# lemon detox diet..



## St Allie (Sep 7, 2009)

I'm starting this today..doing the ten day detox, no wine or cider allowed!

wish me luck!

hehehe

Allie


----------



## Tom (Sep 7, 2009)

Must be a late Aprils fool joke......


----------



## myakkagldwngr (Sep 7, 2009)

Good luck with it, but,,,,
I think it would be easier to do ten days of drinking so heavily you can't get out of bed to eat. Now if I could just get my wife to agree to go on it with me.


----------



## St Allie (Sep 7, 2009)

myakkagldwngr said:


> Good luck with it, but,,,,
> I think it would be easier to do ten days of drinking so heavily you can't get out of bed to eat. Now if I could just get my wife to agree to go on it with me.

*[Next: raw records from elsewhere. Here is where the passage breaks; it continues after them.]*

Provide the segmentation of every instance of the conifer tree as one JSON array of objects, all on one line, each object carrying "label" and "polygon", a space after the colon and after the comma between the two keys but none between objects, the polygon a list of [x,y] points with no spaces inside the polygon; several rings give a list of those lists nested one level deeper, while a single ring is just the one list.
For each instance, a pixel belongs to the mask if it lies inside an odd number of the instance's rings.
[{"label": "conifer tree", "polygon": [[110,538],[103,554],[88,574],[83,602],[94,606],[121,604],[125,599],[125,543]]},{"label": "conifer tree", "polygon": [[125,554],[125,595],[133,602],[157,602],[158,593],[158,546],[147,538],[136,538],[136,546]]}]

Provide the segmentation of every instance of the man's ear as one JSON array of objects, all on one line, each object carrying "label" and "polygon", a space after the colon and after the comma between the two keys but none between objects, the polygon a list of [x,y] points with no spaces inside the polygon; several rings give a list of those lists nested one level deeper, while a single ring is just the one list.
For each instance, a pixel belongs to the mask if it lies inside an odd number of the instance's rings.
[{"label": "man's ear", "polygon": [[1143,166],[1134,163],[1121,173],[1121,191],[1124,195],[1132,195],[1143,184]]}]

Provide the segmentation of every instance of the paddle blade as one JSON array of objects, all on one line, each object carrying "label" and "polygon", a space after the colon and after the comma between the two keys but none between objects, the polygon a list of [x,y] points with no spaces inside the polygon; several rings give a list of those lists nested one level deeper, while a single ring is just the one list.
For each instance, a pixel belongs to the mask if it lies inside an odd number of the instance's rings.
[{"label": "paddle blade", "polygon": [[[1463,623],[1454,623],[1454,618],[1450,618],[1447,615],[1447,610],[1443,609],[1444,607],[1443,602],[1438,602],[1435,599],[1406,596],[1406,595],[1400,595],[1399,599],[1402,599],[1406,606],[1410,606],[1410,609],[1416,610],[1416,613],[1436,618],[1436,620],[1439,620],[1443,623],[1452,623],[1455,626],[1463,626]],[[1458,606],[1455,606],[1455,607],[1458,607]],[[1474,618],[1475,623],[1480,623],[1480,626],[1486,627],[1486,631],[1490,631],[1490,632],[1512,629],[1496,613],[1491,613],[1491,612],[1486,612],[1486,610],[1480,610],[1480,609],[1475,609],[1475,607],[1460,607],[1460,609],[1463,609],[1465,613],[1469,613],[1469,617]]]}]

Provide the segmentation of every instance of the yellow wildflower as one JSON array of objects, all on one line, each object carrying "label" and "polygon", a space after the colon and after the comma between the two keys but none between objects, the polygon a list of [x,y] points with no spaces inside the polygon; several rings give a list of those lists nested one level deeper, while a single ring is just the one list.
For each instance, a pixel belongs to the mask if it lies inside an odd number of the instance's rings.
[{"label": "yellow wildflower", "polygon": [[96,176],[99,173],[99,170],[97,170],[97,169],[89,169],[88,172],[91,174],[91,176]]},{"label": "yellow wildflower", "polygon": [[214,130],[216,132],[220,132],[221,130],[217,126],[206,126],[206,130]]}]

hehehhe.. so far the chicken in the fridge is calling me.. but I'm resisting..


I'm too old to survive a 10 day drinking binge!


----------



## smurfe (Sep 7, 2009)

I have thought in the past of doing a detox as well but never could find the time where I could spend 2 straight weeks sitting on the toilet or at least being really close to one 24/7


----------



## St Allie (Sep 7, 2009)

smurfe said:


> I have thought in the past of doing a detox as well but never could find the time where I could spend 2 straight weeks sitting on the toilet or at least being really close to one 24/7



heheheh Steve,

having never done a detox before..I think the worst of it is drinking the litre of salty water for breakfast... yuck.. supposed to feel energetic and fabulous by day 4.. we shall see!

Allie


----------



## Malkore (Sep 8, 2009)

I'm a moderator on a fitness and nutrition forum.

Just so you know, a 'lemon detox diet' is nothing more than fasting. Its not healthy, doesn't actually detox, and any weight lost will be water weight and lean muscle mass, not fat.

See, muscle mass, beyond what you need to move, isn't an advantage to survival. So the body breaks down the muscle to create glycogen, while producing ketones, and will do everythign it can to preserve fat, since that's long term energy.

only when you waste down muscle to an extreme amount will the body start burning fat...by then you're starved, sick, weak, and in a bad mood.


----------



## St Allie (Sep 8, 2009)

Thankyou Malkore, I had a good read up on it before deciding to go ahead.. 

I'm not doing the full fast.. having a meal in the midday and fasting overnight.. I'm fit and at a good weight for height already so doing it for the cleansing aspect of it. Taking all processed foods out of my diet.. including alcohol.



Allie


----------



## marion80 (Nov 9, 2009)

I am currently considering to start with a lemon detox diet. I hope that this diet will help my body to get rid of all the toxins. Besides this I hope that I will lose some weight. I will try to do physical exercises daily. 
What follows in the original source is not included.